MOGADISHU (Reuters) - Somalia’s prime minister said on Saturday he had secured a ceasefire between two warring regions in the Horn of Africa nation, two weeks after a peace deal collapsed leading to fighting that killed at least 29 people.
The Galmudug and Puntland semi-autonomous regions have a history of clashes and the latest round of fighting between their forces two weeks ago erupted after a dispute over buildings planned in Galkayo, a city that is divided between the two sides.
“Prime Minister (Omar) Sharmarke travelled to Galkayo and over (the) last week worked to negotiate an immediate ceasefire and an initiation of preliminary talks for a lasting peace agreement,” a statement from his office said.
The statement said Sharmarke met Galmudug President Abdikarim Hussein Guled and Puntland President Abdiweli Mohamed Ali and witnessed a troop pull-back from the area where they clashed, and will have a four-kilometre buffer zone.
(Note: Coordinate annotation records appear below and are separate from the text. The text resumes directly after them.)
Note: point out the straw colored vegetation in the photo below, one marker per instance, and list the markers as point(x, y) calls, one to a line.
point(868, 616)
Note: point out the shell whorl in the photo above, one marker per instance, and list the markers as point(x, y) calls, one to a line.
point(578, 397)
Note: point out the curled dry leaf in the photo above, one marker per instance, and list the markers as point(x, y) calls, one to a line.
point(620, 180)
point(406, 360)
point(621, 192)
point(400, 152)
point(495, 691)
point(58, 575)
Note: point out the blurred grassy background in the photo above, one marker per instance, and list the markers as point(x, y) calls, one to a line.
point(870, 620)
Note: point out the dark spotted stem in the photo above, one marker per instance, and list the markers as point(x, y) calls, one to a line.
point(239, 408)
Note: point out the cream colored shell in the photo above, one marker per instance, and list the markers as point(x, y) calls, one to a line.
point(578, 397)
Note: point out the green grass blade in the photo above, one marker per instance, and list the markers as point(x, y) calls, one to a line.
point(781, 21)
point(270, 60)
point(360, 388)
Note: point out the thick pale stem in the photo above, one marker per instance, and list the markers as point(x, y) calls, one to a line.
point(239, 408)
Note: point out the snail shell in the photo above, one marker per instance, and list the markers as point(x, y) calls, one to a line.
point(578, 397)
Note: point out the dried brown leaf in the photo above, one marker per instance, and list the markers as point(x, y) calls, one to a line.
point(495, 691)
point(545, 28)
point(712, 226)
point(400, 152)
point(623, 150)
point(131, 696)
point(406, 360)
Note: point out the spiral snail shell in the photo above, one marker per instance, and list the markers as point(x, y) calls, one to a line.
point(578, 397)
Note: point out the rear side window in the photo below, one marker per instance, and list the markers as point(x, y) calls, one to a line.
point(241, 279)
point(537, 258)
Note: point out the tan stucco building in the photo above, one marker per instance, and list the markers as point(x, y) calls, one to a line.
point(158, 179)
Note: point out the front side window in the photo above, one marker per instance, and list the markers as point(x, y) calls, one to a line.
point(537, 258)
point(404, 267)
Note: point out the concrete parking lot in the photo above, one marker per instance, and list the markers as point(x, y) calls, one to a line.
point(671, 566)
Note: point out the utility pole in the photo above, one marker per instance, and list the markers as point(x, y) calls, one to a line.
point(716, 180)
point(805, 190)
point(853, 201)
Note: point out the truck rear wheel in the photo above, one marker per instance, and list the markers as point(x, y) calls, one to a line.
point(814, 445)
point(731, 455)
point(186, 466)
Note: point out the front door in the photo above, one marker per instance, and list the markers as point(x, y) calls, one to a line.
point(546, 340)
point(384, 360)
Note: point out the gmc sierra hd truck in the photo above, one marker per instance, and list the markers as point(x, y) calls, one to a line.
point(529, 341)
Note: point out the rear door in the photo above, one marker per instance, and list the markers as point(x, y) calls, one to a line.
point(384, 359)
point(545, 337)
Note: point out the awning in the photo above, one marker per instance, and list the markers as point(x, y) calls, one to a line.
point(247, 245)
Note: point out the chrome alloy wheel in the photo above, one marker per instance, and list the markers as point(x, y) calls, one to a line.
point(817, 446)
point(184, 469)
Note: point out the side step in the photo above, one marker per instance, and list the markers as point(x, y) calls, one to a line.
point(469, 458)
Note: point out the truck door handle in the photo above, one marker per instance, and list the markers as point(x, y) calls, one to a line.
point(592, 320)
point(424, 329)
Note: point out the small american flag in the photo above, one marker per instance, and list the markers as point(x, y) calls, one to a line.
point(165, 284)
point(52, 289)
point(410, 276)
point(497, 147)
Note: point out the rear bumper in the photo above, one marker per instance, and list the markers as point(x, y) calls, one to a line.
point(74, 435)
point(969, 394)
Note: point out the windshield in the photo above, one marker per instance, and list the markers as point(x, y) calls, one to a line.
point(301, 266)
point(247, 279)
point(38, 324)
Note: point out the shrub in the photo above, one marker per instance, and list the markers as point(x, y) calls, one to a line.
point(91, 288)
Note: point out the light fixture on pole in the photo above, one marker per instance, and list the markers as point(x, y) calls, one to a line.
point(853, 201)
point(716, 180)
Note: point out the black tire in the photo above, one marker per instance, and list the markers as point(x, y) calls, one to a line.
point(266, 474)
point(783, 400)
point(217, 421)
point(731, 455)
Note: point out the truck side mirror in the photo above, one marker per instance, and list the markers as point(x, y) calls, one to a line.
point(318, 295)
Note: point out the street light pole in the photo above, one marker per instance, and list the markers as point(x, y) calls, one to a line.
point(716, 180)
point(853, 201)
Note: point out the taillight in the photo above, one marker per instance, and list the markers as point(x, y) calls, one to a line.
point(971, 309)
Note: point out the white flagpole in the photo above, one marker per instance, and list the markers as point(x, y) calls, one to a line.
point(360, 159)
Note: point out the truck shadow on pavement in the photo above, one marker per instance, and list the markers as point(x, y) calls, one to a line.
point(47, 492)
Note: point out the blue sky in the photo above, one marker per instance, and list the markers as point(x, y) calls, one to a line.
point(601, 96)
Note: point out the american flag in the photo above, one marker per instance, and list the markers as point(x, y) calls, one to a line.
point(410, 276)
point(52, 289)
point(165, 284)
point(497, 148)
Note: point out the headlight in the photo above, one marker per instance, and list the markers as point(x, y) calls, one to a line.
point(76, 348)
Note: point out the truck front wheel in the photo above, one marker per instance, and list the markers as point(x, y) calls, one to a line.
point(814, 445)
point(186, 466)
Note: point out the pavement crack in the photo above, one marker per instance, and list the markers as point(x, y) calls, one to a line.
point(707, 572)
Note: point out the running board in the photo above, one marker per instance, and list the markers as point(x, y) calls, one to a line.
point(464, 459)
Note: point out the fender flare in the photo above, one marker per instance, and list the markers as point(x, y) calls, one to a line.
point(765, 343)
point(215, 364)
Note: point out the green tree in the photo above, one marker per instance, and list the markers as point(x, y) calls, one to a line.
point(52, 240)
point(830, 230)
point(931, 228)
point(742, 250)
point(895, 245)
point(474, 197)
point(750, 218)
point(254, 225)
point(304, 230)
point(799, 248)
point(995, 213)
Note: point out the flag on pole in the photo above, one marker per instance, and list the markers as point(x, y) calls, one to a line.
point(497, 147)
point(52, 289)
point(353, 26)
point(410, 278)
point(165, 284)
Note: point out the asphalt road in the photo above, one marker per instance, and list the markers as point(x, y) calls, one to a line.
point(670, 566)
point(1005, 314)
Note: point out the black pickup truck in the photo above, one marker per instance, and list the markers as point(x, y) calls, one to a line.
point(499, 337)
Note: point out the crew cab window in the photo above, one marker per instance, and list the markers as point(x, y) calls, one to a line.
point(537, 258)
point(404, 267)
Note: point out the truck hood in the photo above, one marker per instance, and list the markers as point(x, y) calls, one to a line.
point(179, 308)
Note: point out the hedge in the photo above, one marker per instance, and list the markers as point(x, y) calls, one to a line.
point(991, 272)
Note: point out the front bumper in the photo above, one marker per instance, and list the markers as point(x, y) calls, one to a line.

“What happened over the last month and weeks in Galkayo is very unfortunate. It is the responsibility of all here and absent to make sure we do not see a repeat,” Sharmarke said.
Somalia has been hit by conflict since the downfall of dictator Mohamed Siad Barre in early 1990s, and Islamist militant group al Shabaab has been one of the main causes of unrest in the last two decades.